Objects requiring custom logic

I think it would be helpful to list all the kinds of objects we can think of that require custom logic. Since Mul seems to be the most common case, I will just use it exclusively here.

Objects already handled in Mul.flatten

• Infinities: oo, -oo, zoo, and nan. These objects generally eat up other objects, where it is mathematically correct. For example, oo*positive = oo, zoo*non-zero = zoo, nan*anything=nan.

• Imaginary unit: I should combine with I to make -1 automatically. Integer powers of I are automatically evaluated, and complex numbers with real and imaginary parts are not automatically evaluated in a product, so I think this is the only case.

• Non-commutatives: This is a tricky one, and in some sense, completely different from the rest. The only issue here is that the order should be preserved. Also, any commutative expression should be pull out. The way this is done right now is to keep track separately of the "commutative part" and the "non-commutative part". The commutative part is treated almost as a separate Mul multiplying the non-commutative part.

• Numbers: Specifically, Integers, Rationals, and Floats. These are always combined into a single number. In Mul.flatten, they are treated separately as the coefficient.

• Rational powers of rational numbers: Right now, we apply a canonicalization algorithm on rational powers of rational numbers, which reduces powers of the factors of the numbers (we don't factor very large integers, but this is irrelevant here I think).
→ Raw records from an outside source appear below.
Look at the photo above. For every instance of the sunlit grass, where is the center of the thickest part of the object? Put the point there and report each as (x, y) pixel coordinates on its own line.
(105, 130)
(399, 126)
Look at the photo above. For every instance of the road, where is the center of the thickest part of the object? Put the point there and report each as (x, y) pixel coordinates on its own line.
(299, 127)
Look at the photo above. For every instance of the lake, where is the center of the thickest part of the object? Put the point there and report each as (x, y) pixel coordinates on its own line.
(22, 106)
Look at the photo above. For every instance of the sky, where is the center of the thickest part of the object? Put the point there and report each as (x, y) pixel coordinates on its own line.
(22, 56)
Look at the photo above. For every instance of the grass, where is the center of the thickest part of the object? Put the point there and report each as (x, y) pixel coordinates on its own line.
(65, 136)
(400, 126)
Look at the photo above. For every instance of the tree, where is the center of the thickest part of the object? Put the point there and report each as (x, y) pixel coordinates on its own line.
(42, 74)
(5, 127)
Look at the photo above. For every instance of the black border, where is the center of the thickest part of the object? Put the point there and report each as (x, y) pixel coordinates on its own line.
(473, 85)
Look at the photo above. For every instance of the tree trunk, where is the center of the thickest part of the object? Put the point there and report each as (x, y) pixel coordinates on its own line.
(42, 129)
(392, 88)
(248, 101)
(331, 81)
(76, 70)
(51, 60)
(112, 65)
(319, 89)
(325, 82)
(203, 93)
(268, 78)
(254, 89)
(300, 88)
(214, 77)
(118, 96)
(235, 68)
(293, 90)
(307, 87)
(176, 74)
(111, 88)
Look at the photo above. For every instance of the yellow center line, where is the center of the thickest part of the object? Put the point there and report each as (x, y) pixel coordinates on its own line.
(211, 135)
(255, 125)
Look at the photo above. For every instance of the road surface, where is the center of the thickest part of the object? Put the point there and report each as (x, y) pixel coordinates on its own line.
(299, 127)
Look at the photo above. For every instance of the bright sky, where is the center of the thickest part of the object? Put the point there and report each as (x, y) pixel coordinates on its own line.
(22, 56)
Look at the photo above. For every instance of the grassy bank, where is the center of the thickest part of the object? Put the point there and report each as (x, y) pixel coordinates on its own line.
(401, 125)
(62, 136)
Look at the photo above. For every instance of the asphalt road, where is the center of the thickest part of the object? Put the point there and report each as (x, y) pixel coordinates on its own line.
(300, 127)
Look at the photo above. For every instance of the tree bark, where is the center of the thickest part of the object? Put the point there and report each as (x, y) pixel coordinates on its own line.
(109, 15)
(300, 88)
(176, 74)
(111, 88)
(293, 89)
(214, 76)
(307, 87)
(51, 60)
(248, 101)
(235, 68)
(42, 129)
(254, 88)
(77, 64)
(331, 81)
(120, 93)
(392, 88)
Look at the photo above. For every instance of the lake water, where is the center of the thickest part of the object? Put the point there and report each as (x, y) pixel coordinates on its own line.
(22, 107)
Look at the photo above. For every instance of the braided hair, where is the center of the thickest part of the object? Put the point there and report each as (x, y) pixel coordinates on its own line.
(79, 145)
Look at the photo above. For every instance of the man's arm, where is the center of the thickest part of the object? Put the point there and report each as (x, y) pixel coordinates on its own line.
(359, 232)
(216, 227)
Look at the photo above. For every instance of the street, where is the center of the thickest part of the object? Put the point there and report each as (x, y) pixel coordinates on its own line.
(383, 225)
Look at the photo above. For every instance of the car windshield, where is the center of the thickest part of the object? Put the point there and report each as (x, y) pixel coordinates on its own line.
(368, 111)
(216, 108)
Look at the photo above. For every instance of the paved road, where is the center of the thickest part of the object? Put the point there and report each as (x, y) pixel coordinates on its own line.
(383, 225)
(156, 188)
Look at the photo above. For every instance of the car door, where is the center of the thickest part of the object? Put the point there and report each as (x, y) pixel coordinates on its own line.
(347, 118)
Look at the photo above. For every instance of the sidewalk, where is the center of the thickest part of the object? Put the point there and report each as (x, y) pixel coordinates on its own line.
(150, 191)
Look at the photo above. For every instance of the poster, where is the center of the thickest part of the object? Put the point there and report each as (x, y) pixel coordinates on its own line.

For example, (63/16)**(5/6), 3**(5/3)*(7/16)**(5/6), and (63)**(5/6)/(8*2**(1/3)) are all changed into 3*6**(2/3)*7**(5/6)/16. Once again, all terms must be gathered for this to happen correctly. For example, sqrt(2) and sqrt(6) by themselves to not simplify, but sqrt(2)*sqrt(6) simplfies to 2*sqrt(3). See

Problems

• Commutativity means that we have to consider how an object combines with everything in the Mul, not just what it is next to. So, for example, zoo*x does not reduce to zoo by default, because x could be 0 (in which case it would become nan). But zoo*x*3 should reduce to zoo*x, i.e., the 3 should absorb into the zoo. How can we use Python's double dispatch along with this?

• Commutativity also means that the order of the final expression can (and should) be canonicalized, so that it's easy to assert that x*y == y*x.

• Associativity holds for anything in a Mul, but if rules conflict with each other x*(y*z) might not give the same thing as (x*y)*z, because of the order that things are evaluated in by Python (or by whatever method we end up using). Is this a problem even with non-conflicting rules? How should we deal with conflicting rules?

Unevaluated expressions

• What degree of non-evaluation should we allow? Should we allow 1*1*1*1 (currently impossible). Should we allow to create x*y and y*x as different objects? What about x*(y*z) and (x*y)*z? How are these expressions treated by other functions, which implicitly expect canonicalization to have occurred.